## Python - Memory Allocations

---

The Python memory manager is an internal component responsible for efficiently allocating, managing, and deallocating memory for Python objects on the private heap. Its main functions and architecture include:

* Separation of Stack and Heap: While Python uses the stack to store references and execution context, the memory manager handles dynamic object storage on the heap transparently.
* Private Heap Management: Controls a dedicated memory area called the **private heap** where all Python objects and data structures reside.
* Layered Allocators:
    * Raw Memory Allocator: Requests large blocks of memory directly from the operating system for general-purpose needs.
    * Object Allocator (PyMalloc): Optimized for small objects (≤ 512 bytes), uses arenas (large chunks), pools (4KB each), and blocks (small chunks) to reduce fragmentation and improve speed.
    * Object-Specific Allocators: Specialized allocators for common Python types like integers, lists, and dictionaries to optimize their memory usage further.
* Interaction with Garbage Collector: Works alongside Python’s GC which handles cyclic references and overall heap organisation.

## pymalloc

* Size: 256 KiB (32-bit) or 1 MiB (64-bit) chunks from OS via `mmap()/malloc()`
* Subdivided: Into 64 pools of 4KB each
* Purpose: Minimize system calls by pre-allocating large chunks
* Lifecycle: Created when pools exhausted, freed only when completely empty

In [1]:
import logging
import os
import sys
import tracemalloc

import psutil
from tabulate import tabulate

In [2]:
logging.basicConfig(level=logging.INFO, format="%(message)s")
log = logging.getLogger()

In [3]:
tracemalloc.start(10)  # Track 10 frames of traceback

# Small objects (<512 bytes) use pymalloc arenas
small_objects = [b"x" * 100 for _ in range(5000)]
log.info("Small objects allocated (pymalloc, 500KB data + overhead)")

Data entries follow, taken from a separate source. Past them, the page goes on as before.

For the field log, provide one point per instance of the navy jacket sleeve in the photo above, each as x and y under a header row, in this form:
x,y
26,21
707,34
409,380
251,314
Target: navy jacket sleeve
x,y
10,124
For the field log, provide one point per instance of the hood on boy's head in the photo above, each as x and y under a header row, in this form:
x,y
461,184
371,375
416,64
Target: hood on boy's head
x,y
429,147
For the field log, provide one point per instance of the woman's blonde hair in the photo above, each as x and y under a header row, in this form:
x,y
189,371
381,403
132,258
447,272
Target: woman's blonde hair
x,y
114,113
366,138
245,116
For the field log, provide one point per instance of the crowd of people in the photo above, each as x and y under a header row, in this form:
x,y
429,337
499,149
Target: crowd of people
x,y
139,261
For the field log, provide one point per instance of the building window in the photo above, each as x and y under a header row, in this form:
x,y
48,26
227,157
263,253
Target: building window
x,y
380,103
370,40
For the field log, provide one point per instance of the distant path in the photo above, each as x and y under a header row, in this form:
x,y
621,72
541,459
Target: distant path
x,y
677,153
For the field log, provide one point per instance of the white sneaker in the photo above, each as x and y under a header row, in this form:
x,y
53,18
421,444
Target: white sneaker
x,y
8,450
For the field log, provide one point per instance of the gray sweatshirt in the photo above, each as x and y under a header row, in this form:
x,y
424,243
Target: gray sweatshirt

# Large objects (>=512 bytes) use rawalloc (system malloc)
large_objects = [b"x" * 2000 for _ in range(10)]
log.info("Large objects allocated (rawalloc/system malloc, 20KB data + overhead)")

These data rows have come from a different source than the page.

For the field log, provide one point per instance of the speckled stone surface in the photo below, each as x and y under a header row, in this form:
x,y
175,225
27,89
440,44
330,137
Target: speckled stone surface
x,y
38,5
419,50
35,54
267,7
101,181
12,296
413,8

# Huge object (>256KB, typically mmap)
huge = bytearray(10**8)  # 100MB object allocated likely via mmap
log.info("Huge object allocated (mmap, 100MB)")

# Take snapshot before cleanup
snapshot = tracemalloc.take_snapshot()
top_stats = snapshot.statistics("lineno")

# Get current/peak tracked memory (from tracemalloc)
current, peak = tracemalloc.get_traced_memory()

# Get process RSS (resident set size, true memory usage)
process = psutil.Process(os.getpid())
rss_mb = process.memory_info().rss / 1024**2


log.info("\n=== MEMORY SUMMARY ===")
log.info(
    f"Total tracked: {sum(stat.size for stat in top_stats) / 1024**2:.1f} MB ({len(snapshot.traces)} traces)"
)
log.info(
    f"Live tracked: {current / 1024**2:.1f} MB, Peak tracked: {peak / 1024**2:.1f} MB"
)
log.info(f"Process RSS: {rss_mb:.1f} MB (includes untracked rawalloc/mmap)")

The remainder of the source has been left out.